La rivoluzione sonora con la Nccp
Tammorra, ciaramella, mandolino, mandola, chitarra battente, zampogna: sono gli strumenti antichi, a volte dimenticati, altre volte utilizzati a livello di folklore superficiale, che De Simone recupera e a cui dà nuova vita, dignità storica e sonora, unendoli a voci forti, esasperate, talvolta violente, sempre profondamente vere e teatrali, come nelle strade delle città del Mezzogiorno: questo recupero appassionato dà vita nel 1967 alla Nuova Compagnia di Canto Popolare, l’ensemble musicale che fonda insieme ai musicisti Eugenio Bennato, Carlo D’Angiò e Giovanni Mauriello, a cui più in là si aggiungeranno Peppe Barra, Patrizio Trampetti, Fausta Vetere e Nunzio Areni.
Nuovo e antico, il proposito realizzato era già nel nome; la NCCP è un pilastro nella storia del folk italiano e internazionale, un esperimento di innovazione e reinterpretazione della tradizione che, in piena rivoluzione culturale degli anni ’70 e poi, ancora, nel corso dei decenni e fino ad oggi, sarà fondamentale per l’originalità con cui rifonda, letteralmente, la musica popolare napoletana, nobilitandola, rendendole giustizia attraverso la dignità riconosciuta di essere teatro, e togliendole di dosso stereotipi e pregiudizi.
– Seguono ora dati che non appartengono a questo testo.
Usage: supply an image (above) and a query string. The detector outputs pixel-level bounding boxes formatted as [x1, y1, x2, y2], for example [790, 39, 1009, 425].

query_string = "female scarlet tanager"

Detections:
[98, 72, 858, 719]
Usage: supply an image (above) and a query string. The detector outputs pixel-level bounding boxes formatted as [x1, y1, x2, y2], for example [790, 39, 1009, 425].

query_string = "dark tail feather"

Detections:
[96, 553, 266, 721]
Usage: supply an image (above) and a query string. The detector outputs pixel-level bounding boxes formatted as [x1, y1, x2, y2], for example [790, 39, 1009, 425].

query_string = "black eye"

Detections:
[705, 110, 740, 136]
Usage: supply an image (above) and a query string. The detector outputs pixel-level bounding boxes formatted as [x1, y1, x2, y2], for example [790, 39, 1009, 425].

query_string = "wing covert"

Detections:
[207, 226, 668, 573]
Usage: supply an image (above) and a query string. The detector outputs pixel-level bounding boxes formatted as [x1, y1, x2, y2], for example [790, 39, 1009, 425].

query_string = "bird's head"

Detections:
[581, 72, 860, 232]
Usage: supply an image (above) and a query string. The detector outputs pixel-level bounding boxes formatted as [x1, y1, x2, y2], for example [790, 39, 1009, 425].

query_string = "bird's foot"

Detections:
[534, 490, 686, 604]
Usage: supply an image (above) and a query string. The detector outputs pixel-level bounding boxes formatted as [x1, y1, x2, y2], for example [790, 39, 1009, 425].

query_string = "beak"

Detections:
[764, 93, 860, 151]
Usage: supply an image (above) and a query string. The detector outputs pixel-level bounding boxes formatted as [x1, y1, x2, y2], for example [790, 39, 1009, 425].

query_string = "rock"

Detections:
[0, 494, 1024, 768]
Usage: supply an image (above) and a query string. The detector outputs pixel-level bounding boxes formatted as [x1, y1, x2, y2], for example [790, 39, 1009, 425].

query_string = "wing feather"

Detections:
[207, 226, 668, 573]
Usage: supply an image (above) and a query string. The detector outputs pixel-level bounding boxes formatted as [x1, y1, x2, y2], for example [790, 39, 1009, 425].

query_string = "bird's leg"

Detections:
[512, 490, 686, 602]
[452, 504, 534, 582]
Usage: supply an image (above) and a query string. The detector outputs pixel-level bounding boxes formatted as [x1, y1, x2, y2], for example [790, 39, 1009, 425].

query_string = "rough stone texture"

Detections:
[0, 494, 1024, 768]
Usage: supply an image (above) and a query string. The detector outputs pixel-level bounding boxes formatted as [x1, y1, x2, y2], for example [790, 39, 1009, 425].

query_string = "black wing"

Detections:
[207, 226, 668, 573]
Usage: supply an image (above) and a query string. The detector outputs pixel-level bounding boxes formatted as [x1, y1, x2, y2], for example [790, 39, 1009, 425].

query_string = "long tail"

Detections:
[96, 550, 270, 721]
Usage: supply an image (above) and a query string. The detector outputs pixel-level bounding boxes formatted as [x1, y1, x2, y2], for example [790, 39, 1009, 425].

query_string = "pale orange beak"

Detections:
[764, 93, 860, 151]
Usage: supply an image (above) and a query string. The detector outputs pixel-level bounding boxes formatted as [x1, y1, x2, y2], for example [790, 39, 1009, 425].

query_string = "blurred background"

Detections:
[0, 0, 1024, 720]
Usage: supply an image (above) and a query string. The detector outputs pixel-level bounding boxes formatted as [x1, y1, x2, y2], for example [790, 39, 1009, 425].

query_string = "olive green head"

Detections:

La grande magia della Gatta Cenerentola
Il punto cruciale di questo percorso è ovviamente, e non poteva che essere così, il suo capolavoro, tratto dal capolavoro di Basile e presentato per la prima volta a Spoleto nel 1976, La Gatta Cenerentola. De Simone ricompone la fiaba seicentesca tratta dalla raccolta Lu cunto de li cunti, la pone sul palcoscenico regalandole il dono magico della musica, delle voci, dei suoni. Versione nient’affatto edulcorata, e per questo distante sia da quella di Perrault che da quella dei Grimm, della celebre favola popolare, La cenerentola di Basile è cupa, a tratti truce, noir, quasi pulp, con la sua giovane protagonista che, lontana dall’immagine disneyana, uccide la matrigna che la maltratta (che verrà sostituita da un’altra matrigna, dapprima gentile ma poi ancora più perfida della prima). Partendo da uno studio e da un rispetto certosino dell’opera basiliana e dei costumi (magnifici, come le scenografie) dell’epoca, riesce a donare nuova vita all’antico, con una magia che coinvolge e affascina il pubblico internazionale. La Gatta Cenerentola è, per De Simone, «(…) Un melodramma come favola dove si canta per parlare e si parla per cantare o come favola di un melodramma dove tutti capiscono anche ciò che non si capisce solo a parole. E allora quali parole da rivestire di suoni o suoni da rivestire di parole magari senza parole?».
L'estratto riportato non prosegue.